The drug was being tested to treat a rare blood cancer called myelofibrosis. Sadly, volunteers in locations across the world have suffered from brain haemorrhages or heart failure. And several people have died, including one Britain. The phase III trial has now been halted according to The Sunday Times.

This comes after more details of the French Bial drug disaster came to light last week. In this phase I trial, one person tragically died and four others suffered brain haemorrhages testing an experimental drug for treating pain and anxiety.

Worryingly, the French authorities are refusing to release more information about the drug and its testing.   There are unconfirmed reports that chimpanzees and dogs were used in animal tests first.  There are also reports that the dogs became ill and died during the experiments.

Cruelty Free International scientists have published three papers utilising the largest publicly available database on animal tests for new drugs. Our papers found damning results for the scientific value of using animals in tests for human drugs.

Our most recent paper shows that testing the effects of drugs on one animal doesn’t reliably predict what would happen to any other. And drug tests on dogs and monkeys are just as poor as those using any other species in predicting the effects on humans.

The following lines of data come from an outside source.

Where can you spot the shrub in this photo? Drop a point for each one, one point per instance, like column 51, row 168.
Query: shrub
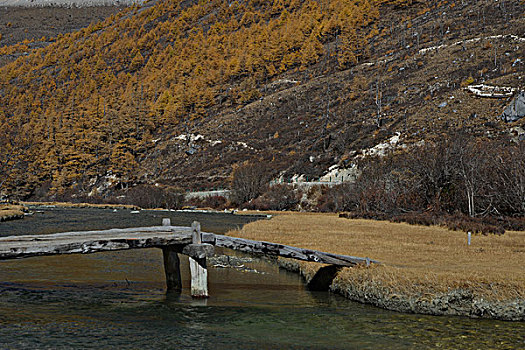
column 278, row 197
column 248, row 181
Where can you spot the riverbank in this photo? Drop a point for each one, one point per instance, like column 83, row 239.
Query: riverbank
column 427, row 270
column 80, row 205
column 11, row 212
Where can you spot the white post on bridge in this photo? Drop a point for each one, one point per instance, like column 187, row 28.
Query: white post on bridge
column 197, row 255
column 172, row 264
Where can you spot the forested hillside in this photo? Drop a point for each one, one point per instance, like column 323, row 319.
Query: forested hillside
column 176, row 92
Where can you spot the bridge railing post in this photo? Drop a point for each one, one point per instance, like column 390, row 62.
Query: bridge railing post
column 172, row 264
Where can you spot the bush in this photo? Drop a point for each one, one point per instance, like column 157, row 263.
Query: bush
column 147, row 196
column 278, row 197
column 248, row 181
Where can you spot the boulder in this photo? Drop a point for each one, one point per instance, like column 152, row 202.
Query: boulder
column 516, row 109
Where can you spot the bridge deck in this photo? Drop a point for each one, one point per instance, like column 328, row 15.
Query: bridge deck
column 14, row 247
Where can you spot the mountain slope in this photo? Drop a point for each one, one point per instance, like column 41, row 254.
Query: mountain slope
column 297, row 85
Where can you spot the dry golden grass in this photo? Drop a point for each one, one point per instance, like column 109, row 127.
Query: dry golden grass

Cruelty Free International CEO Michelle Thew says, “We are deeply saddened to hear news of a second drugs trial disaster.  The pharmaceutical industry urgently needs to rethink its position on animal testing.  All drugs are animal tested before human clinical trials, yet 95% of drugs fail in these trials.  Recent events bring into stark reality that sometimes these failures can be catastrophic to the volunteers involved. A failure to look at why drugs are still tested on animals fails not only them but also patient safety and wellbeing.”